(exb) Es ist aber kein sportliches Event, sondern ein Gottesdienst, der mit dem Wallfahrersegen in der Stadtpfarrkirche beginnt. Zum ersten Mal wird ein Pilgerrucksack mitgetragen. Dieser Pilgerrucksack steht in der Gnadenkapelle in der Stadtpfarrkirche. Jedermann hat die Möglichkeit, seine Anliegen, Sorgen und Nöte, aber auch seinen Dank auf ein Blatt Papier zu schreiben und in den Rucksack einzuwerfen. Dieser wird mitgetragen. Damit kann jeder, auch wenn er diese Strecke nicht mehr auf sich nehmen kann, seine Anliegen auf den Fahrenberg bringen.
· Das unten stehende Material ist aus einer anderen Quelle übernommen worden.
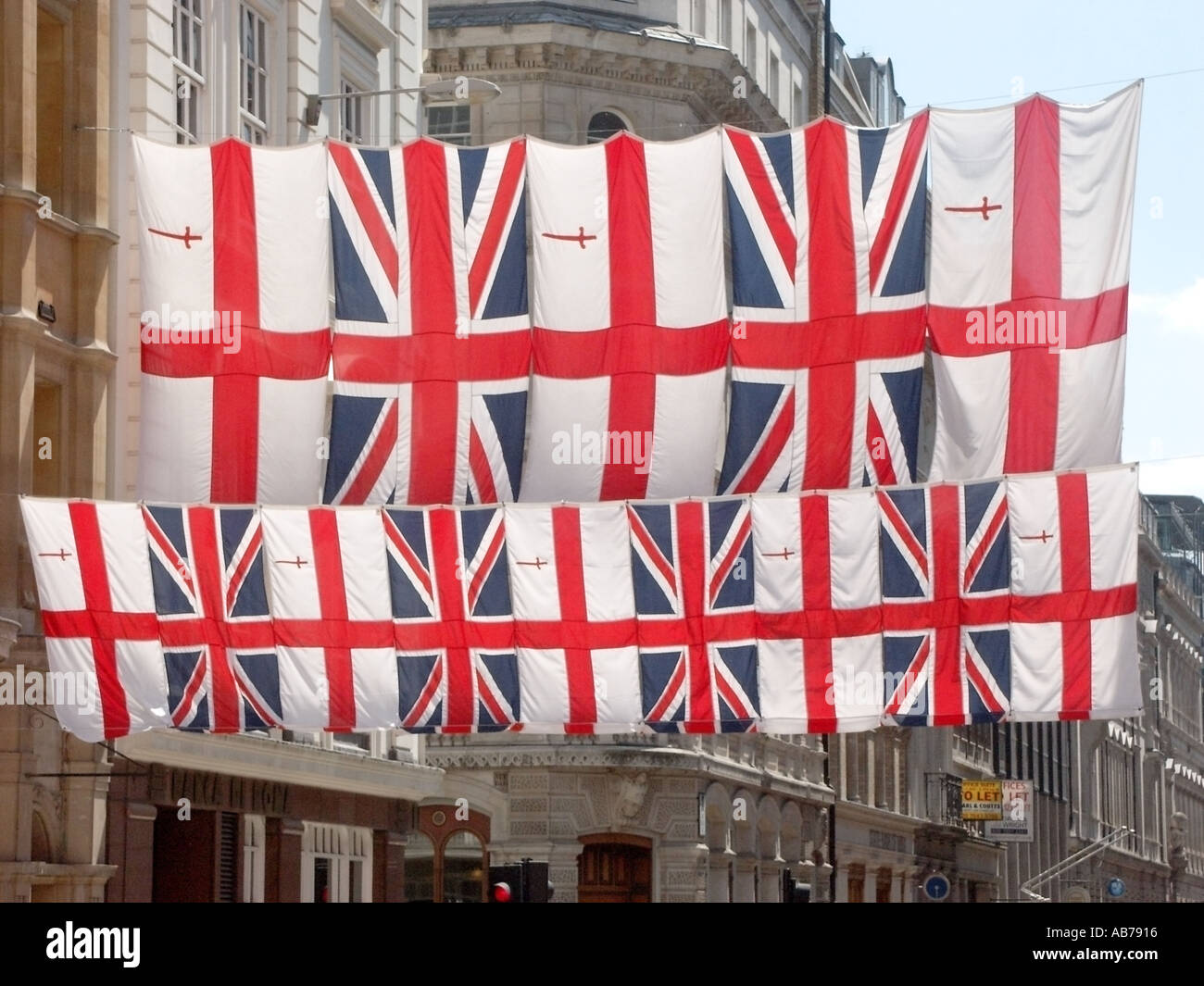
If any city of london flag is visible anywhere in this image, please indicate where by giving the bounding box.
[928,81,1141,481]
[521,130,729,502]
[133,136,330,504]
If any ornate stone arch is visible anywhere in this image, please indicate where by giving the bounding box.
[779,801,803,866]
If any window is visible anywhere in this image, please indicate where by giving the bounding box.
[443,829,485,905]
[242,815,265,905]
[338,80,365,144]
[426,104,472,147]
[217,811,238,905]
[171,0,205,144]
[301,822,372,905]
[847,863,866,905]
[238,4,268,144]
[585,109,627,144]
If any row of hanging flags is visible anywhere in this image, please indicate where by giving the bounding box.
[21,466,1141,741]
[135,83,1141,505]
[23,83,1141,738]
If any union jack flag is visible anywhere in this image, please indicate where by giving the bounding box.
[142,505,284,733]
[719,113,928,493]
[324,140,531,504]
[627,498,759,733]
[383,506,519,733]
[878,481,1011,726]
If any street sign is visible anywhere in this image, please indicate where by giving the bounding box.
[923,873,948,901]
[962,780,1003,821]
[983,780,1033,842]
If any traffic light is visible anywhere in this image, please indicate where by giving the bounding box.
[489,859,554,905]
[489,866,522,905]
[782,869,811,905]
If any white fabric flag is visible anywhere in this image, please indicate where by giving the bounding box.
[1008,466,1141,722]
[928,81,1141,481]
[520,130,729,502]
[133,136,330,504]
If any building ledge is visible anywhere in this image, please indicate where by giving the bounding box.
[116,730,445,801]
[0,184,121,247]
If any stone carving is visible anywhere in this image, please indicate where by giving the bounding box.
[610,770,647,823]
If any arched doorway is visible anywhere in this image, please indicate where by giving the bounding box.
[577,832,653,905]
[585,109,630,144]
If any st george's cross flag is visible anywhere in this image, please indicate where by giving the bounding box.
[506,504,642,733]
[133,136,330,504]
[382,506,521,733]
[142,505,284,733]
[753,490,883,733]
[261,506,397,732]
[1008,466,1141,721]
[719,112,928,493]
[878,480,1012,726]
[627,497,761,733]
[322,139,531,504]
[521,130,729,502]
[928,81,1141,481]
[20,497,172,742]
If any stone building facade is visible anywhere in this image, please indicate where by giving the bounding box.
[425,733,831,903]
[0,0,118,901]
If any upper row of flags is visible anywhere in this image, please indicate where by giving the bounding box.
[135,83,1141,505]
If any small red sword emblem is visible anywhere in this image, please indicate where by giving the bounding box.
[1018,528,1054,544]
[541,226,597,250]
[946,195,1003,223]
[147,226,202,250]
[761,548,795,561]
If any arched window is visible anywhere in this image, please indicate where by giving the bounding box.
[585,109,627,144]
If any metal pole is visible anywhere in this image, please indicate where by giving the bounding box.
[823,0,832,117]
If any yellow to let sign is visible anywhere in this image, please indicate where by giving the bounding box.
[962,780,1003,821]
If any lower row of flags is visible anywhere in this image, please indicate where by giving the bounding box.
[21,466,1141,741]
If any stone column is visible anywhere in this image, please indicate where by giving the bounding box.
[106,799,157,903]
[264,818,305,905]
[732,854,756,905]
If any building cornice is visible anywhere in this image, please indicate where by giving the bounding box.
[425,24,787,130]
[426,744,834,805]
[330,0,397,52]
[0,310,117,368]
[0,184,121,247]
[116,730,445,801]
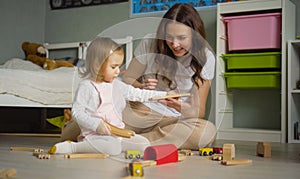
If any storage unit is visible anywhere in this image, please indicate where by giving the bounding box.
[287,40,300,143]
[222,52,281,71]
[224,72,281,89]
[215,0,295,142]
[223,12,281,51]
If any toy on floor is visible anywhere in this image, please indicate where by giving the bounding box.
[32,152,51,159]
[210,154,223,161]
[64,153,109,159]
[128,161,144,177]
[0,168,17,178]
[22,42,74,70]
[199,147,214,156]
[144,144,178,165]
[221,160,252,165]
[221,144,252,166]
[256,142,271,157]
[223,144,235,161]
[105,122,135,138]
[125,150,142,159]
[213,147,223,154]
[10,147,44,152]
[179,149,193,156]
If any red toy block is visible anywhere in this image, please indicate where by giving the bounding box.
[144,144,178,165]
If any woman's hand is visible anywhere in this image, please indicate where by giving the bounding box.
[158,98,183,113]
[96,121,111,135]
[143,77,158,90]
[158,98,198,117]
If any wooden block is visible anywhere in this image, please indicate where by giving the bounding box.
[64,153,109,159]
[105,122,135,138]
[149,93,191,101]
[223,144,235,161]
[144,144,178,165]
[221,160,252,165]
[256,142,271,157]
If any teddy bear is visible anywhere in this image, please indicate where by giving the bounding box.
[22,42,74,70]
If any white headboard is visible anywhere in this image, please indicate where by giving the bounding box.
[44,36,133,69]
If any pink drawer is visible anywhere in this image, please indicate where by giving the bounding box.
[223,13,281,51]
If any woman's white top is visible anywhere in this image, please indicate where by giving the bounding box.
[135,40,215,117]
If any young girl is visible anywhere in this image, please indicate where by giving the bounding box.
[49,37,166,155]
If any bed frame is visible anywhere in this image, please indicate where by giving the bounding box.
[0,36,133,108]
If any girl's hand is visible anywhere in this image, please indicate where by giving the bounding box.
[143,77,158,90]
[96,121,111,135]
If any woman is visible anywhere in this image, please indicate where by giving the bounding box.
[123,4,216,149]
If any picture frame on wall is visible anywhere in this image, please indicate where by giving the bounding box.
[49,0,128,10]
[129,0,239,17]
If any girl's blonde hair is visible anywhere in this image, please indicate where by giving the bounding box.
[80,37,123,81]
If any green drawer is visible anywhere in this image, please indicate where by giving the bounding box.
[224,72,281,89]
[222,52,281,71]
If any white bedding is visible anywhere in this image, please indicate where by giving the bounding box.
[0,58,79,105]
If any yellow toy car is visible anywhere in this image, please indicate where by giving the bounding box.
[199,147,214,156]
[128,162,144,177]
[125,150,142,159]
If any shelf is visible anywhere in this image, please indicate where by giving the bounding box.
[215,0,300,143]
[217,128,282,142]
[287,40,300,143]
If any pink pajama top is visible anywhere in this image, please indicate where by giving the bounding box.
[72,79,167,138]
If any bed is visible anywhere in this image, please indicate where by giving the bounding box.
[0,36,133,108]
[0,36,133,133]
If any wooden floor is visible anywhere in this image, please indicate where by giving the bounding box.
[0,135,300,179]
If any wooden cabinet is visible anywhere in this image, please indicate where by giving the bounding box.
[215,0,300,142]
[287,40,300,143]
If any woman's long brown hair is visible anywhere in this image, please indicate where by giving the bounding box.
[156,4,206,87]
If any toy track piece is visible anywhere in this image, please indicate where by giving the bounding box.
[33,152,51,159]
[178,154,186,162]
[149,93,191,101]
[221,160,252,165]
[105,122,135,138]
[0,168,17,178]
[140,160,156,167]
[10,147,44,152]
[64,153,109,159]
[144,144,178,165]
Neben dem Pilgerrucksack gibt es ein neues Gebets- und Liederbüchlein. Beides wurde von Reinhard Legat initiiert. Als Wallfahrtsandenken gibt es ein kleines Kreuz. Zum Ablauf: Nach dem Wallfahrersegen um 5 Uhr ist Trinkpause in Honnersreuth und die große Pause auf der Altglashütte in der Gaststätte Blei. Von dort geht es um etwa 9 Uhr auf die zweite Etappe. Für Pilger, die ab der Altglashütte mitgehen wollen, besteht eine Mitfahrgelegenheit um 8.30 Uhr auf dem ZOB/Großparkplatz. Man kann auch selbst mit dem Auto zur Altglashütte fahren und das Fahrzeug dort stehen lassen.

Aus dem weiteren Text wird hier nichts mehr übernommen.